Inside the sheet metal building that contained the transmitters, Doc cleared off a portion of his workbench to make room for the pizza and beer. The whole place hummed with electricity. The smell of ozone was strong inside the building. I expected to get shocked any second. Doc did not seem to mind. He’s just over six foot one with small love handles, glasses held together with duct tape, and an other-worldliness that says everything is all right with his world.
"Bit far from home aren't you?"
"Yup. Need some help." I said, biting into a slice.
"Afraid I'm broke." Doc said morosely.
"Not any more you aren't. Besides, that isn't the kind of help I need."
"I'm not broke?" He said with a surprised expression.
"Nope. I just deposited one hundred thousand dollars into your account." I told him.
"Who we killing?"
"That’s not the kind of help I need either."
"Oh."
"I just need you to throw together a couple of party favors for me. Nothing too fancy and I foot the bill for materials. It doesn't come out of your account. I recently came into a good deal of money."
It took about three beers to explain the circumstances to Doc. I left it up to him to fill in the particulars. When I got back into the chopper, I had his agreement to get off of the mountain as soon as the station could get someone up there to replace him. Pressing as my schedule might be, he would not simply walk off the job. He would meet me the next week in Idaho. I tried to give him fifteen thousand for parts and materials, but he would only take eight. When I asked him about this, he just said "Smith & Edwards." The pilot told me later that it was the name of the largest army surplus store in the western states. If you needed it, they had it. Finding it was something else again.
My next flight was on Northwest. They had an early morning flight I could catch that connected with a puddle jumper to the Brainerd Lakes area. With that in mind, I checked in to one of the airport hotels, and made my reservations. Getting a good night's sleep in Salt Lake was not a problem. The town is effectively dry. The local liquor laws must have been passed in the early eighteen hundreds. Each watering hole is effectively a state-run liquor store. The bar sells you setups for the price of a normal drink. You then have to walk over to the liquor outlet to buy mini-bottles for the price of a Chrysler Le Baron to complete the drink. To avoid this hassle, the locals join private "Locker" clubs. After paying his dues, the member places a bottle in his private locker for the bartender's use. Of course, no one ever brings a bottle, and the bottle that they didn’t bring never runs dry.
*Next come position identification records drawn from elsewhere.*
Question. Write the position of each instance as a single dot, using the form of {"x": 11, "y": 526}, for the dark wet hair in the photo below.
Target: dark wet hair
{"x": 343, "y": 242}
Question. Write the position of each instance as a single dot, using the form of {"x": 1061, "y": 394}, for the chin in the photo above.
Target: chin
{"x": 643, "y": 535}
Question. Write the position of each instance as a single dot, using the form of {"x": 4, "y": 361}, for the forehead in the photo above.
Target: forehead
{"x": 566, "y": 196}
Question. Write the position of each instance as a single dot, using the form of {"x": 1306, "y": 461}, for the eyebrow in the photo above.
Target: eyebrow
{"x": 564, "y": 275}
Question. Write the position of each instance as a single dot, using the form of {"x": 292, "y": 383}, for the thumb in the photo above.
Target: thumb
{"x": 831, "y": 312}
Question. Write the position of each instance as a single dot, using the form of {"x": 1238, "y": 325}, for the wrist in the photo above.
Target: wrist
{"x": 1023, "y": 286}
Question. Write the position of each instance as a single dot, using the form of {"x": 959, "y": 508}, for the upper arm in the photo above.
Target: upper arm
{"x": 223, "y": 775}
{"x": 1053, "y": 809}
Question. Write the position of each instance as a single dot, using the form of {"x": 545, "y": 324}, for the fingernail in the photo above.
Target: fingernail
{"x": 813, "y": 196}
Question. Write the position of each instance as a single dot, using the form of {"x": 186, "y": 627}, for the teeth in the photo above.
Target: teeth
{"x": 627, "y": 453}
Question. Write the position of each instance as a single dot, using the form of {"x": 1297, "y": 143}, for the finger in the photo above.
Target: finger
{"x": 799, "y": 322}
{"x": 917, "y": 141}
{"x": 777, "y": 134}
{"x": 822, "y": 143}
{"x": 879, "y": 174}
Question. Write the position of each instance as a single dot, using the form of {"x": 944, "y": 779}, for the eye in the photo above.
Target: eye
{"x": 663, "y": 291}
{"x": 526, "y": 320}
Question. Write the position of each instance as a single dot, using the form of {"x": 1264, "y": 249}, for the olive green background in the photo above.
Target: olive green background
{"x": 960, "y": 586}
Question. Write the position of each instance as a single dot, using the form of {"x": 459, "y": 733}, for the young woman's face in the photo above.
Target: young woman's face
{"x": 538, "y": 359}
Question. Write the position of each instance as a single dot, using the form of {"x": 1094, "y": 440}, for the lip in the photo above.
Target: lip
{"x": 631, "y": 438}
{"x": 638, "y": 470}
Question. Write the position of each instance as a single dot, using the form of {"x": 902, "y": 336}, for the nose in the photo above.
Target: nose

Yet, somehow with all this hypocrisy, they managed to attract the winter Olympics. Wonders never cease.
Chapter 7
Money Reported Missing
Bank Officers Questioned
By: Jake Weston
Northern Idaho Sentinel
May 24 - Tempers flared yesterday as local bank officers answered questions regarding missing funds. John Bellingham, president of Idaho Federal Thrift Bank maintains that account holders moved millions of dollars from a local account last week by wire transfer.
The account holder was not available for comment, but attorneys for the account holder maintain that no one associated with the account made any such transfer.
Bellingham stated that it was virtually impossible for anyone else to have done so. "First, we need a secr
et command from their computer system. Then, a fax must follow to confirm the transfer. There is no doubt that these were received, or that both of them originated with the account holder's computer system. If there is a problem, they had better start looking for it inside their own organization."
Tempers are likely to remain heated until the missing money is located. The FBI will be involved in tracing the funds transfer. Local special agent Larry Borden said today "These things are usually traced to someone inside an organization who has knowledge of the banking arrangements. We have several good leads to go on here. The best thing the guilty party could do at this point is to come in and confess. The FBI is on the case."